The promise of Test-Driven Design is that by forcing yourself to write the tests first, you constrain the space of the design to only that which can actually be tested. Multiple software security industries arose that tried to solve the problem of automating testing of arbitrary applications that were already built. (Spoiler: the results were not great.) To my knowledge, no one tried writing a security test suite that was designed to force developers to conform their applications to the tests. If this was easy, there would have been a market for it.

After failing to “solve” software security problems after a decade, I spent many years thinking about how to eliminate classes of vulnerabilities for good. I could find scalable solutions for only roughly 80% of web application vulnerabilities, where scalable was some form of “make it impossible for a developer to introduce this class of vulnerability”. Often the result was something like: “buffer overflow vulnerabilities disappeared from web apps because we stopped allowing access to memory management APIs”. Limiting API capabilities is not an approach that’s likely to be compatible with most research agendas.

Alignment will require formalisms to address problems that haven’t even been thought of yet, let alone specified clearly enough that a test suite can be developed for them. A sane world would solve this problem first before creating machine intelligence code. A sane world would at least recognize that solving software security problems is probably several magnitudes of difficulty easier than solving alignment problems, and we haven’t even succeeded at the former yet.

A Breach IS an Existential Risk

I was lucky to work for a few organizations that actually treated the threat of a security breach like it was an existential risk. Privately, though, I had to reconcile this attitude with the reality: “TJX is up”. ^[1] While it was good for my career and agenda those rare times when leadership did take security seriously, the reality is that the current regulatory and social environment hardly punishes security failures proportionally to the damage they can cause. In a disturbing number of situations, a security breach is simply an externality, the costs of which actually borne by consumers or the victims of software exploits. Some have proposed the idea of software liability, but I’m even less optimistic that that model can be applied to AGI research.

Even if an organization believes that its security posture means the difference between existing and dying, profit margins will carry this same message much more clearly. Revenue solves all problems, but the inverse is also true: without revenue there isn’t the luxury of investing in security measures.

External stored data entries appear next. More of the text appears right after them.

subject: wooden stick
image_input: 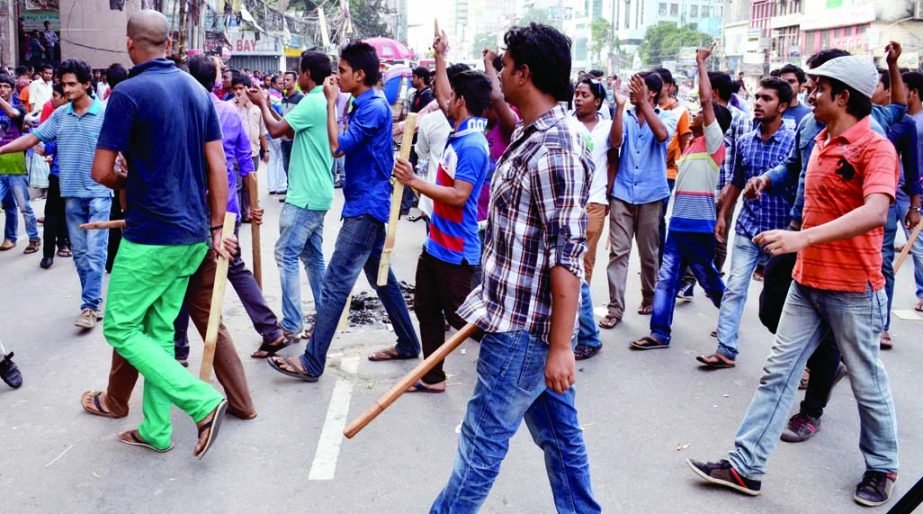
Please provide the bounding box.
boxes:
[338,293,352,330]
[376,113,417,286]
[344,323,478,439]
[434,19,440,38]
[895,221,923,274]
[80,220,126,230]
[248,172,262,290]
[199,213,237,382]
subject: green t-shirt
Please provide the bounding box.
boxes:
[284,86,333,211]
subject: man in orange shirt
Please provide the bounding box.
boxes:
[688,55,900,508]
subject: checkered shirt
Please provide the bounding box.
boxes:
[732,123,797,239]
[457,106,591,343]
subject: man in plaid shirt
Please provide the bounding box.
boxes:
[430,23,601,513]
[697,77,796,368]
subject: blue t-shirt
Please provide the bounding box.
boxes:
[782,103,812,130]
[336,88,393,223]
[425,117,490,265]
[33,99,111,198]
[96,59,222,246]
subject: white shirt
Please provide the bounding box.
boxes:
[414,110,452,216]
[27,79,52,115]
[573,114,613,205]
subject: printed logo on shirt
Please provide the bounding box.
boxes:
[835,157,856,182]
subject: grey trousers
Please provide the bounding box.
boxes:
[606,198,662,319]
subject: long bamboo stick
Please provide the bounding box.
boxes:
[199,212,237,382]
[376,113,417,286]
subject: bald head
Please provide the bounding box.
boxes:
[127,9,169,49]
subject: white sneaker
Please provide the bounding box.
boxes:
[75,309,98,329]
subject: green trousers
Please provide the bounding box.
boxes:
[103,239,223,450]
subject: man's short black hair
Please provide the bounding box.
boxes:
[713,103,732,133]
[652,67,674,86]
[39,63,54,73]
[412,66,431,85]
[57,59,93,86]
[769,68,781,77]
[300,51,332,83]
[188,54,217,91]
[577,77,607,103]
[708,71,733,102]
[805,48,850,69]
[14,65,28,77]
[778,63,806,84]
[283,70,297,80]
[446,63,471,82]
[450,70,493,117]
[340,41,380,86]
[821,76,872,119]
[0,74,15,89]
[230,69,250,88]
[52,82,64,96]
[588,69,605,79]
[639,71,664,104]
[503,23,572,101]
[903,71,923,99]
[758,76,794,107]
[107,63,129,89]
[878,68,890,91]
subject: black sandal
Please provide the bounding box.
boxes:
[194,400,228,460]
[251,335,294,359]
[268,356,319,382]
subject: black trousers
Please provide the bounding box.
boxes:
[414,250,475,385]
[42,174,69,259]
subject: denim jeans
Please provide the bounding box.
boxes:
[895,196,923,298]
[300,215,419,376]
[275,203,326,334]
[651,232,725,345]
[729,282,898,479]
[3,189,17,241]
[577,280,601,349]
[715,234,763,360]
[883,202,923,331]
[431,331,600,514]
[0,175,38,241]
[65,197,111,311]
[267,137,287,193]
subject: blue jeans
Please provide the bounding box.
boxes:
[274,203,326,334]
[576,280,601,348]
[715,234,763,360]
[883,202,923,331]
[651,232,725,345]
[729,282,898,479]
[300,215,419,376]
[3,190,17,241]
[0,175,38,240]
[431,331,601,514]
[895,197,923,298]
[65,197,111,311]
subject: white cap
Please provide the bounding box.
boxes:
[807,55,879,99]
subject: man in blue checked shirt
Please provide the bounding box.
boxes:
[694,77,795,366]
[0,58,112,330]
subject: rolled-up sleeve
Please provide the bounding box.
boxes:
[531,148,588,279]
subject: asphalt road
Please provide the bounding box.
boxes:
[2,175,922,513]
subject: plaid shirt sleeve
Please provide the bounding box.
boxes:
[530,148,589,279]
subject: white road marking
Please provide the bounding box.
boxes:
[308,356,360,480]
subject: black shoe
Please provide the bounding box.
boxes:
[676,281,694,302]
[854,470,896,507]
[574,343,601,361]
[687,458,761,496]
[40,257,53,269]
[781,412,820,443]
[0,352,23,389]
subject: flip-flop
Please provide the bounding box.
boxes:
[80,390,122,418]
[268,356,319,382]
[407,381,446,393]
[598,315,620,329]
[194,400,228,460]
[251,335,294,359]
[637,304,653,315]
[696,353,736,369]
[57,247,72,258]
[915,300,923,313]
[368,347,418,361]
[629,336,669,350]
[118,430,174,453]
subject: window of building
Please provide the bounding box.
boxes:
[670,2,678,15]
[659,2,667,15]
[690,4,698,17]
[701,5,710,17]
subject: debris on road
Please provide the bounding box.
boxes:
[304,282,416,329]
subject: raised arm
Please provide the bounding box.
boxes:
[248,87,293,138]
[631,74,669,142]
[697,45,716,127]
[433,31,452,116]
[483,49,517,136]
[886,42,907,107]
[0,94,21,119]
[323,76,342,157]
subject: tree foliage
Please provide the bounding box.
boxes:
[639,22,712,66]
[473,32,497,55]
[590,18,612,67]
[298,0,390,39]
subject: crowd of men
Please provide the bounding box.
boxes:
[1,7,922,511]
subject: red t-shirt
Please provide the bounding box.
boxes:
[794,116,899,292]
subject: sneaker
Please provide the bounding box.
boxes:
[781,412,821,443]
[687,458,761,496]
[0,352,22,389]
[0,239,15,251]
[676,281,694,302]
[574,343,601,361]
[75,308,98,329]
[854,470,896,507]
[23,238,40,254]
[40,257,54,269]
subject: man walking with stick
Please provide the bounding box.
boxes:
[430,23,600,512]
[90,10,229,458]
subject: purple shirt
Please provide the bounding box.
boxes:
[211,93,254,216]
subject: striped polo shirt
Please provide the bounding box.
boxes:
[33,97,111,198]
[669,120,726,233]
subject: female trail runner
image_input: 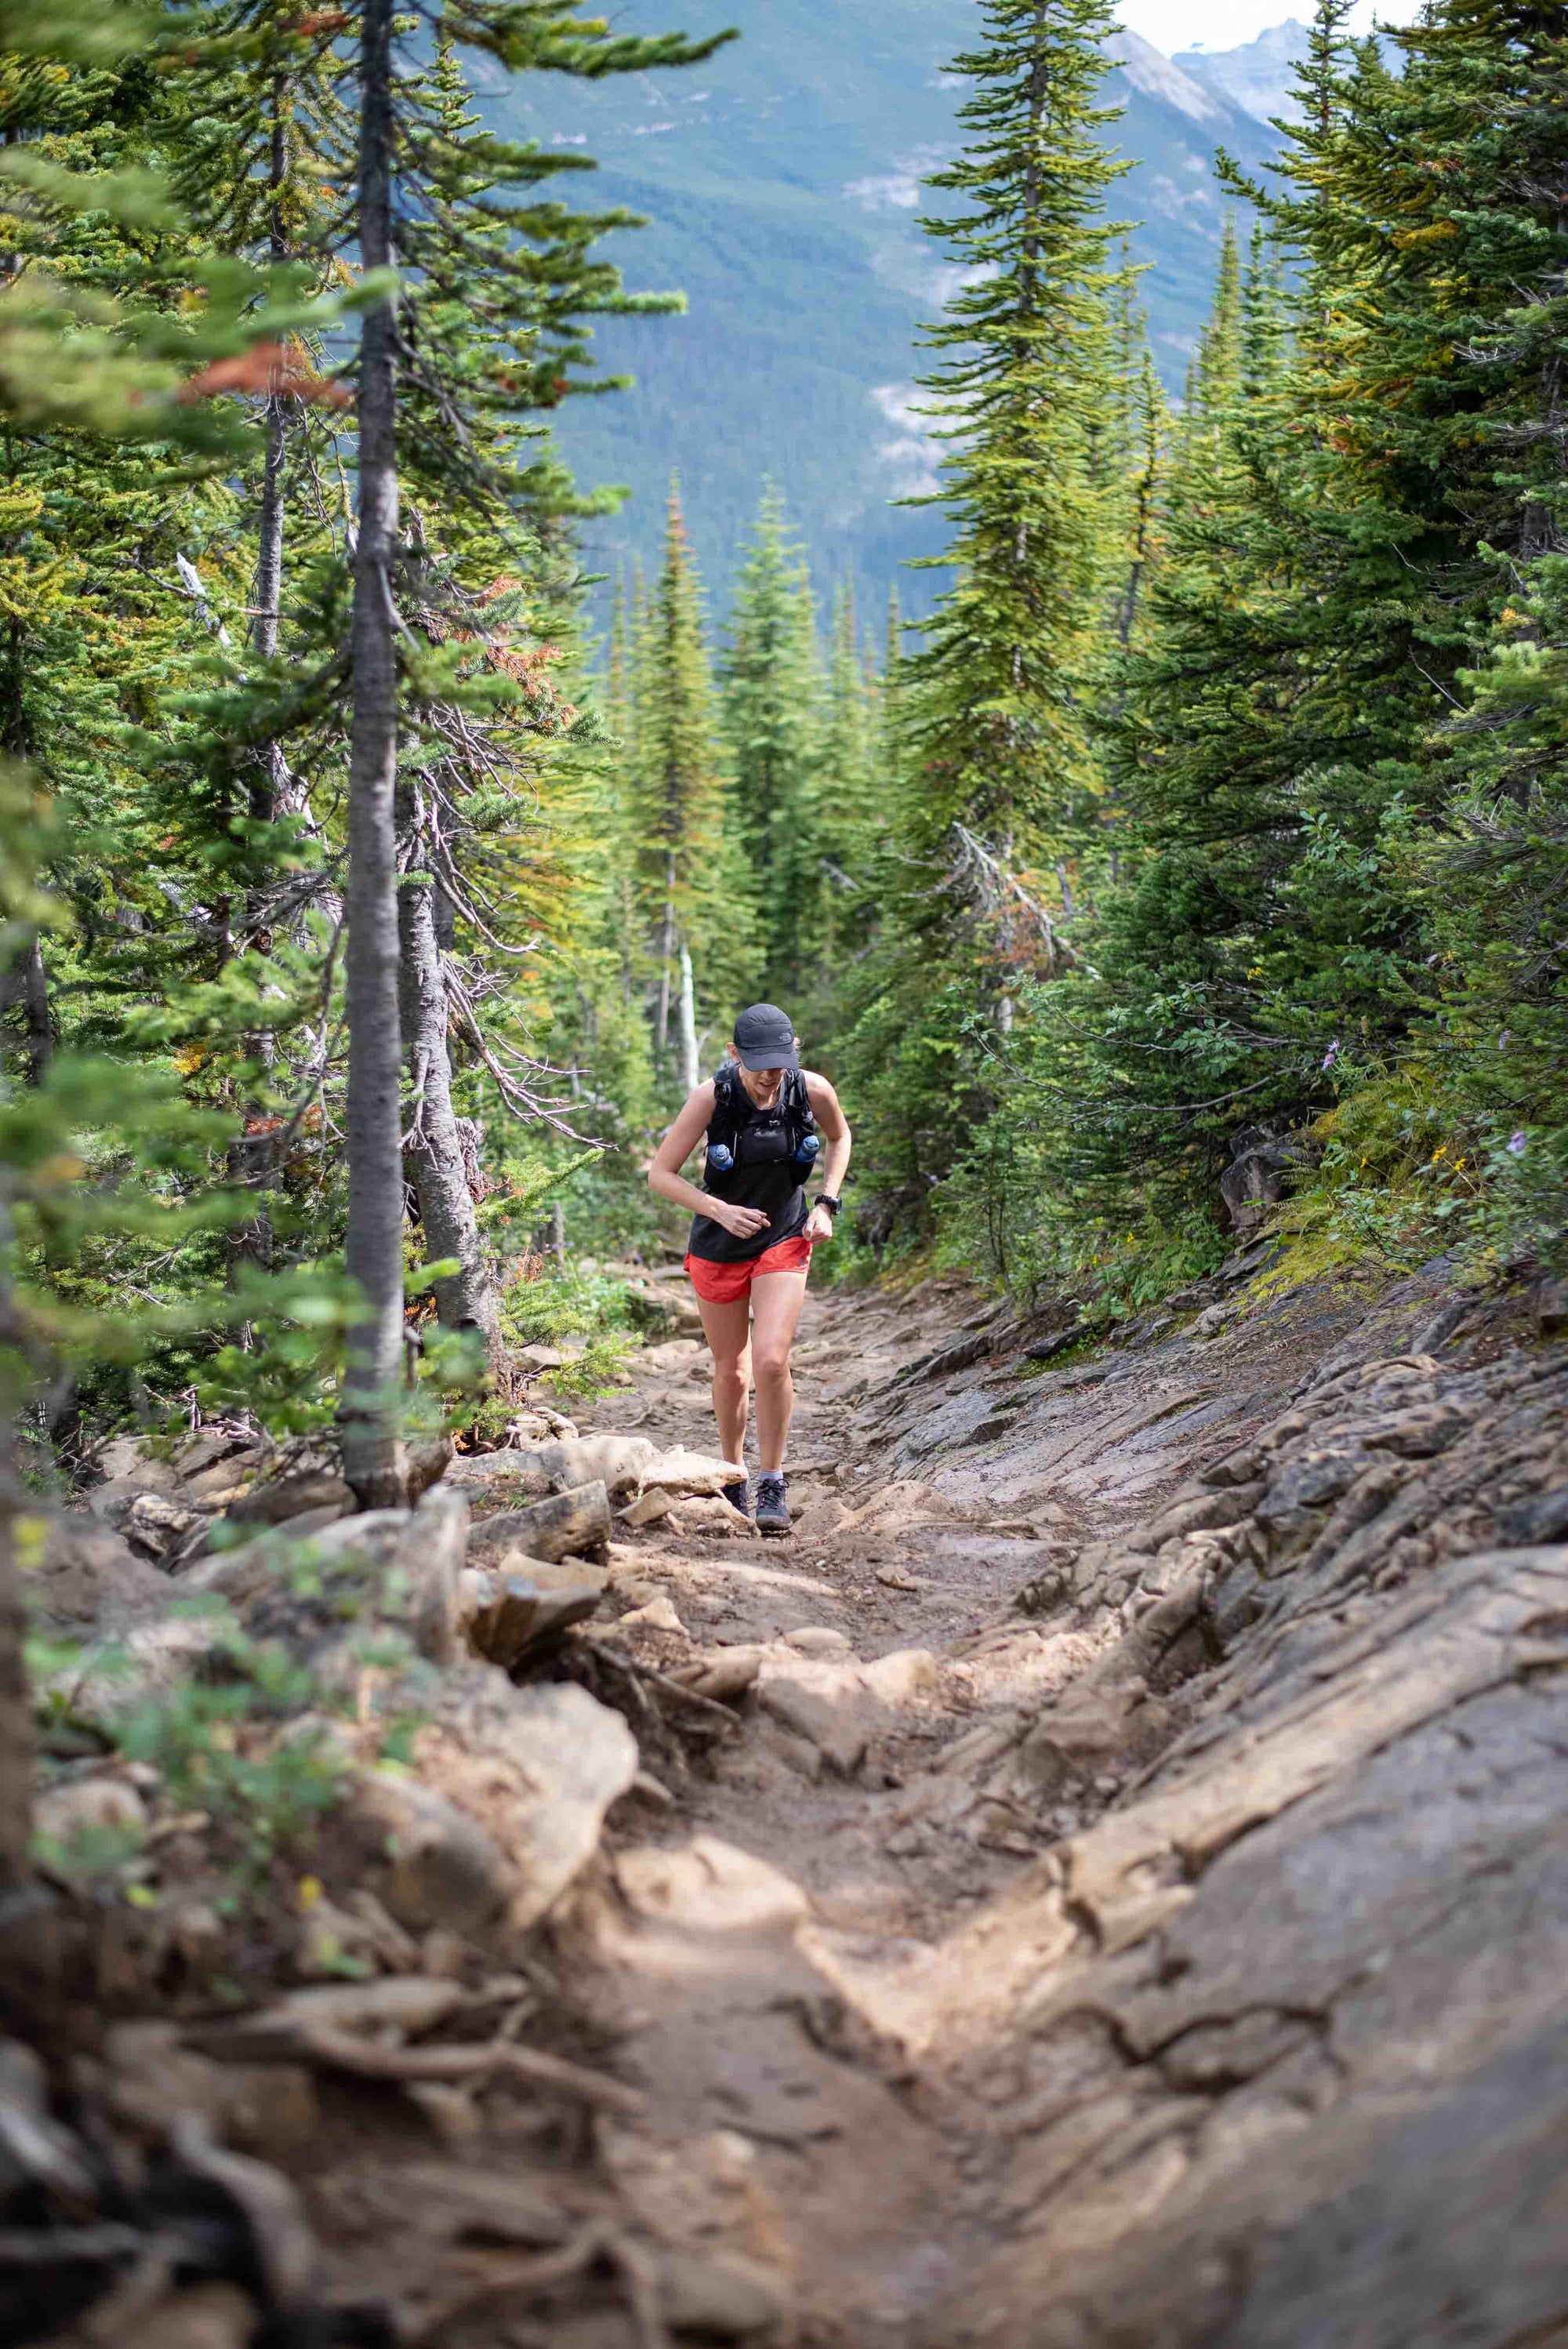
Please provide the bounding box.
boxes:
[647,1003,851,1536]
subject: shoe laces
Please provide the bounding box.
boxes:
[756,1472,786,1498]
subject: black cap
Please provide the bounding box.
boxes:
[732,1003,799,1071]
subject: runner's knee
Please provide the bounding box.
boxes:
[753,1340,792,1385]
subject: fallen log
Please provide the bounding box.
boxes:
[468,1481,612,1565]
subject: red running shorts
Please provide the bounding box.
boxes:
[684,1234,811,1304]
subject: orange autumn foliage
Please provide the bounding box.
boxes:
[179,342,350,408]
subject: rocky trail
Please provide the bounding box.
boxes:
[10,1248,1568,2348]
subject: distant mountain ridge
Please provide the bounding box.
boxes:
[1174,19,1312,122]
[481,9,1286,624]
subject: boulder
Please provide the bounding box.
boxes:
[620,1592,685,1634]
[755,1659,870,1777]
[1534,1275,1568,1338]
[468,1432,661,1501]
[93,1433,180,1489]
[181,1486,469,1686]
[169,1426,259,1482]
[467,1480,612,1567]
[406,1483,467,1666]
[225,1469,354,1529]
[632,1445,747,1498]
[335,1676,638,1938]
[783,1626,852,1657]
[1218,1124,1303,1234]
[754,1648,938,1777]
[619,1484,751,1541]
[26,1511,169,1636]
[49,1610,229,1736]
[124,1490,207,1563]
[340,1777,515,1938]
[672,1644,768,1702]
[104,2020,320,2165]
[656,2246,795,2337]
[34,1773,147,1846]
[613,1835,810,1941]
[466,1559,606,1669]
[455,1679,637,1932]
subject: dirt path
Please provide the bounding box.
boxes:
[526,1266,1308,2344]
[566,1280,1047,2345]
[31,1254,1568,2349]
[514,1252,1568,2349]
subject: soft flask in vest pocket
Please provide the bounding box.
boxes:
[705,1140,735,1181]
[792,1131,820,1175]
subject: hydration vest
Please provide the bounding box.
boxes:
[704,1061,818,1188]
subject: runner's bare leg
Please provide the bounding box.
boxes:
[750,1269,808,1473]
[695,1291,753,1465]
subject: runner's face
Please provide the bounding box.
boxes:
[739,1062,787,1109]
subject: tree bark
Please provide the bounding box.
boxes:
[0,933,51,1086]
[340,0,406,1508]
[398,840,503,1376]
[0,1190,31,1892]
[677,939,699,1095]
[250,70,292,846]
[230,74,293,1279]
[655,852,676,1062]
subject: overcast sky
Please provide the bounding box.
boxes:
[1121,0,1422,53]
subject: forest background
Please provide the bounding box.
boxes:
[1,0,1566,1534]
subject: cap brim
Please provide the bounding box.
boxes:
[735,1045,799,1071]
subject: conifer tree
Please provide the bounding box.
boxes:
[633,487,757,1074]
[904,0,1131,862]
[720,485,820,991]
[1378,0,1568,1241]
[836,0,1132,1226]
[158,5,354,1269]
[792,583,879,1015]
[194,2,732,1494]
[0,0,304,1886]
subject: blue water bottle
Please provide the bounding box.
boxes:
[792,1131,820,1176]
[706,1140,735,1183]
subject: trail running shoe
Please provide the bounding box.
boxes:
[722,1476,750,1520]
[753,1472,790,1538]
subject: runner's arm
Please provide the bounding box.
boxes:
[804,1073,851,1238]
[648,1083,770,1236]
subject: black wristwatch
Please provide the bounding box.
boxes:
[817,1193,842,1217]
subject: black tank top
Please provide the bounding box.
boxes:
[687,1084,810,1264]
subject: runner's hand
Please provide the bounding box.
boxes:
[804,1205,834,1243]
[711,1202,771,1240]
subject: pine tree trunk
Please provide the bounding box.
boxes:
[340,0,406,1509]
[16,930,48,1085]
[252,71,292,838]
[227,398,289,1280]
[0,1194,31,1892]
[398,853,503,1376]
[655,854,676,1059]
[230,75,292,1279]
[677,939,699,1094]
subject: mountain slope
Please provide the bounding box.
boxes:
[485,4,1276,622]
[1174,18,1312,122]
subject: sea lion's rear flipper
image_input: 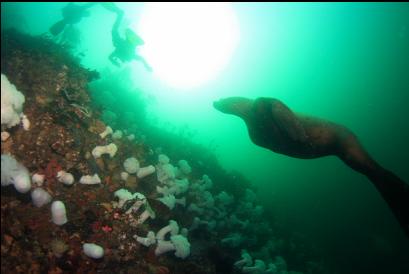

While I am ambivalent about the existential nature of information security risk, I am unequivocal about AGI alignment risk. There will not be a stock symbol to watch to see whether AGI research groups are getting this right. There will be no fire alarm. The externality of unaligned machine learning research will simply be that we will all be dead, or suffering some unrecoverable fate worse than death. I also cannot tell you exactly the chain of events that will lead to this outcome, I have only my intuition gained by 20 years of seeing how software mistakes are made and how difficult it is to secure even simple web applications. Probably no more than a few non-trivial pieces of software could survive a million-dollar bug bounty program for a year without having to make a payout. In the relatively quaint world of software security, with decades of accumulated experience and knowledge of dozens of bug reference classes, we still cannot produce secure software. There should be no default expectation of anything less than total annihilation from an unaligned superoptimization process.

^
The TJX corporation experienced one of the largest data breaches in history, accompanied by millions of dollars in fines; however, their stock price quickly recovered as the world forgot about the incident.